If you've ever dreamt of soaring through the air like a superhero, you're not alone. Dreams of flying have captivated human imagination since prehistoric times. Even with the advent of aircraft and the increasing availability of air travel, the ancient question stays with us: What if we could simply spread our arms and fly like a bird?
Human flight with wingsuits traces its history back to the 1920s and 1930s, when “bat men” tried to fly using suits made of canvas, whalebone and wood.
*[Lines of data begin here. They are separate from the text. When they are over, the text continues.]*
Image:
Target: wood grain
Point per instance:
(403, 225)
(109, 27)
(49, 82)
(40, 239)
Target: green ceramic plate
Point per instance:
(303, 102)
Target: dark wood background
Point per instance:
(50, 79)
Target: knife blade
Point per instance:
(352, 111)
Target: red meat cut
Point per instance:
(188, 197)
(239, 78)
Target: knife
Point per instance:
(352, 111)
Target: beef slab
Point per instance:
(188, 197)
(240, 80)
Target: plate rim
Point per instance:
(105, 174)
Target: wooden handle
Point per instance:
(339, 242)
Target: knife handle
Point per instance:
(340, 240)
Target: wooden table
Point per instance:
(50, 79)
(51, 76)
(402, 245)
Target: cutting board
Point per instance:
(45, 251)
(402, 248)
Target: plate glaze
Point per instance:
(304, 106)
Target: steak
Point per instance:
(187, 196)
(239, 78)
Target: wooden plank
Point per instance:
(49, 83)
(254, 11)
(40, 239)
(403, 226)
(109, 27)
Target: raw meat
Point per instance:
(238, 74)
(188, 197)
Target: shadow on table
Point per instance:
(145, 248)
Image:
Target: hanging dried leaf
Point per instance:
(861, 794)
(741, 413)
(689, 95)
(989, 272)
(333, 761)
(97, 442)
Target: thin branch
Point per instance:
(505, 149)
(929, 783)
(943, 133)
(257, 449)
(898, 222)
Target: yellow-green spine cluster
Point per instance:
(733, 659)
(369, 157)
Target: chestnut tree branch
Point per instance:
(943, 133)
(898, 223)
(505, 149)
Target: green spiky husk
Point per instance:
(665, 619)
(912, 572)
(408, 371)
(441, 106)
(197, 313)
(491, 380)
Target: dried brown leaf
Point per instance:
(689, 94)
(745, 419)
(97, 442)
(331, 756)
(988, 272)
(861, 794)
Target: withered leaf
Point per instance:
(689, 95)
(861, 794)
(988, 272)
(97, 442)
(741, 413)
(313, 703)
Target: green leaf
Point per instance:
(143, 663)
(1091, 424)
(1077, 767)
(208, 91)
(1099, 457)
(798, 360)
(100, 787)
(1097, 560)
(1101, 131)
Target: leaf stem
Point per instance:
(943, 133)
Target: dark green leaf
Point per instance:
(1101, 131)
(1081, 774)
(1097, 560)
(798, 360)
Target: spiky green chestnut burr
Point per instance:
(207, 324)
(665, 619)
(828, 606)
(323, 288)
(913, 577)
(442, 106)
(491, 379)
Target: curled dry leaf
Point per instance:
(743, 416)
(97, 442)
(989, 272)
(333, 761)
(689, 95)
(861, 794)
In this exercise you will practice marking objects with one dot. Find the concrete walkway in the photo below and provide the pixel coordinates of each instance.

About 90 people in the early part of the 20th century were documented as having tried to fly, more than 70 died in their attempts to be a ‘flying man’. The materials used were very archaic and didn’t fly well but with construction of the wingsuits becoming safer in the 1990s the popularity and reputation of this extreme sport has gained a momentum that will only gather pace.
Wingsuit flying is a cross between skydiving and hang gliding. Like both of these activities, wingsuit flying requires the flyer to either jump out of an aircraft or off a precipice to achieve a high enough altitude. While hang gliders can coast in for a safe landing, wingsuit flyers have to deploy their parachutes and float the rest of the way to the ground -- they simply can't reduce their speed fast enough for a safe landing without the use of a chute.
In the United States there are less than 10 wingsuit flying academies, Scott and Chris Gray operate one such academy at Skydive Orange,in Virginia. Wingsuit pilots need to have extensive parachuting experience. At The Brothers Gray, people need to have completed at least 200 skydives and hold a current skydiving license to try wingsuit flying. Scott Gray said some people with more than 500 skydives are legally allowed to don a wingsuit and jump without instruction, but it isn’t recommended because the suits require more skills to fly. After jumping out of the plane, wingsuit pilots spread their arms and legs at a certain time and immediately begin to fly. As they float around at speeds in excess of 100mph altimeters keep them aware of how close they are to the ground. The level of a wingsuit pilot’s license determines how low they can go before deploying their parachute.
Special thanks to Smatchimo for showing me this amazing wingsuit flying video!
A cautionary tale.
Since 1981, there have been at least 124 basejump and wingsuit fatalities around the world, according to the World Base Fatality List, a website maintained by a base jumper. Those risks haven’t kept about 1,500 base jumpers/wingsuit flyers around the world from making an estimated 40,000 jumps annually, said Martin Tilley, owner of Asylum Designs, an Auburn, Calif. company that makes equipment for base jumping. “Base jumping (and wingsuit flying) is never going to go away,” he said. “You’re never going to eliminate the desire for people to thrust themselves off fixed objects and float safely to earth with the aid of a parachute.”